I’m trying to understand what actually counts as a “good” IQ score. I know 100 is average, but where do scores like 120, 130, and 160 fall on the spectrum?
Is 120 considered good or just slightly above average? What about 130 - is that where “gifted” starts? And is 160 even possible or realistic?
Just want to understand what these numbers actually mean in terms of how rare or significant they are.
It’s helpful to think about IQ scores in terms of percentiles rather than just a raw number. Since 100 is the average (50th percentile), a score of 120 is certainly good. It means you score better than about 91% of the population. It’s well above average but generally considered in the High Average or Superior range, depending on the specific test used. It’s not typically the threshold for clinical “giftedness,” but it’s very solid!
@avery-charite508 While 130 is the common clinical and Mensa cutoff, some school districts and gifted programs actually use a slightly lower threshold, sometimes accepting students with scores in the 120-125 range based on specific subtest strengths or a combination of measures. So, while 120 isn’t the standard gifted floor, it can certainly open doors for gifted services in some educational settings.

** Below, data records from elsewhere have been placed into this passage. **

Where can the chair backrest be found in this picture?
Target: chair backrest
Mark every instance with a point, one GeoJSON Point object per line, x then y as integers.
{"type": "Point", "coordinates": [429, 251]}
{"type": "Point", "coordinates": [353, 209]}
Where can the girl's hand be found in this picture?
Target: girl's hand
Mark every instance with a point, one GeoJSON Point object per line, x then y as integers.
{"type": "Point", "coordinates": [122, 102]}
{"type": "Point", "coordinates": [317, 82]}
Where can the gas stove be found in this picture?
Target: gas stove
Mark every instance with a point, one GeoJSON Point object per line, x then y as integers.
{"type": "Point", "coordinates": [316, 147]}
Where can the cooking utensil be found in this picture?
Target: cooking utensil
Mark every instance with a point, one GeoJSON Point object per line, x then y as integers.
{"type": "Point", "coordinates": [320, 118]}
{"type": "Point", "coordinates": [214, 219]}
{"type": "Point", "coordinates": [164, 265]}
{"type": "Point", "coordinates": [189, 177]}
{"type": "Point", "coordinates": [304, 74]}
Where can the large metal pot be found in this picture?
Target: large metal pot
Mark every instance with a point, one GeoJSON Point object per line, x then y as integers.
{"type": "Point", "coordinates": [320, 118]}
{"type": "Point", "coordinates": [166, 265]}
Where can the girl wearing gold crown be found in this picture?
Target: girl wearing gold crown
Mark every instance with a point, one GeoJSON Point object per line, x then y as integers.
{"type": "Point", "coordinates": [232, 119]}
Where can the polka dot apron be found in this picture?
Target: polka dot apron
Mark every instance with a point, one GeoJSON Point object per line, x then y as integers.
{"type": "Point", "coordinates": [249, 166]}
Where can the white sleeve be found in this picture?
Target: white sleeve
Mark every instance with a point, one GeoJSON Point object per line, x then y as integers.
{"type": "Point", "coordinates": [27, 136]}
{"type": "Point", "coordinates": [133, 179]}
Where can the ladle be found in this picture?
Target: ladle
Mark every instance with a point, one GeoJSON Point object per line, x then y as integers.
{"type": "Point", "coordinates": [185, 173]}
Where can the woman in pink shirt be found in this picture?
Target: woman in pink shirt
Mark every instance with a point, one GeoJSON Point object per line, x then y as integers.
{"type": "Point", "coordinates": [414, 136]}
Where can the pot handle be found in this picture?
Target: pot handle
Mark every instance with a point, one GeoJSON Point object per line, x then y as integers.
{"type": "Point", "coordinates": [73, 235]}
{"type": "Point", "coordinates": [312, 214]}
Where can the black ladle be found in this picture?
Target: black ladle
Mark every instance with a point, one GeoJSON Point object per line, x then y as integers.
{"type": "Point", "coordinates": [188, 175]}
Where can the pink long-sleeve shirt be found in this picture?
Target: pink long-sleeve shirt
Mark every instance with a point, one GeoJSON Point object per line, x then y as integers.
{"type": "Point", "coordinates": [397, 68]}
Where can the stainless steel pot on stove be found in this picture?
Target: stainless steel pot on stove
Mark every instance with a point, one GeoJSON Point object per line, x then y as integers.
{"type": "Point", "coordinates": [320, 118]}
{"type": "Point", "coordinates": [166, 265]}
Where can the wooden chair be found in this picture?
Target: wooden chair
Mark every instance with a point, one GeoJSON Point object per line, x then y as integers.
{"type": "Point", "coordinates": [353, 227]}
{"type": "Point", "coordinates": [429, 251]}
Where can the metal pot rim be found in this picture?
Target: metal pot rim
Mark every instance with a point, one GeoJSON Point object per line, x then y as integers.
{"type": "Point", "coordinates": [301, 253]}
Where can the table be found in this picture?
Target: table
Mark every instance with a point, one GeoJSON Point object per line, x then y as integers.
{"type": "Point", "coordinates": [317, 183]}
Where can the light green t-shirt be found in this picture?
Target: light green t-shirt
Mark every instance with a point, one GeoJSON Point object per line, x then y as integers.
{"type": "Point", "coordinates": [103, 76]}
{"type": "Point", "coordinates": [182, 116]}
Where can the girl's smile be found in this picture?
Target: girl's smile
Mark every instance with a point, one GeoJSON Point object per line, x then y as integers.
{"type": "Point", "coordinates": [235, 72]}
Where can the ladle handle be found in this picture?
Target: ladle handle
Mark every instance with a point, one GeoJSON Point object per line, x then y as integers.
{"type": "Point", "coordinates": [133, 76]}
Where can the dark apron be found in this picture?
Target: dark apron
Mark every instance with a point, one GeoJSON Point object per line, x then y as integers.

@roger-idleman621 If a district is using a 120 cutoff, I’d want to know more about the nature of the gifted services they offer. Are they pulling students out for enrichment activities, or is it a fully accelerated curriculum? Does lowering the score mean the program itself is less rigorous?
@J-I 120 = top 9% (above average but not rare), 130 = top 2% (gifted threshold for most programs), 160 = top 0.003% (1 in 30,000 - extremely rare and at the edge of what tests can reliably measure). Anything above 145-150 starts getting into measurement error territory where scores become less meaningful.
“Good” really depends on context. 120 is solid - you’ll do fine in most academic/professional settings. 130+ is where you start qualifying for gifted programs and Mensa. 160 is basically the practical ceiling of most legitimate tests. But honestly, above 120 the score matters way less than what you actually do with it.
Einstein said that the true sign of intelligence is not knowledge but imagination. IQ scores are just numbers on a test that measure a very narrow slice of intelligence. Whether you have a 120 or 130 IQ, what’s the actual point? Are you trying to join Mensa? In real life, nobody asks for your IQ score. The difference between gifted and above average means nothing when it comes to actual success, contentment, or contribution to the world.
What is a “good” IQ depends on context and purpose. There is no firm cutoff of when an IQ is good. But here are some helpful pieces of data:
IQ of 120 smarter than 90.9% of the population
IQ of 130 smarter than 97.7% of the population
IQ of 160 smarter than 99.997% of the population
So, all of these IQs are “good.” People scoring in this range are very smart. But there are fewer and fewer of them as you go up the scale.
There are people out there with IQs of 160, but it’s hard to reliably measure IQs that high. With so few people scoring that high, it’s very difficult (and expensive) to get a norm sample large enough that they’ll be included in the sample. Most modern IQ tests for adults have maximum scores between 145 and 160.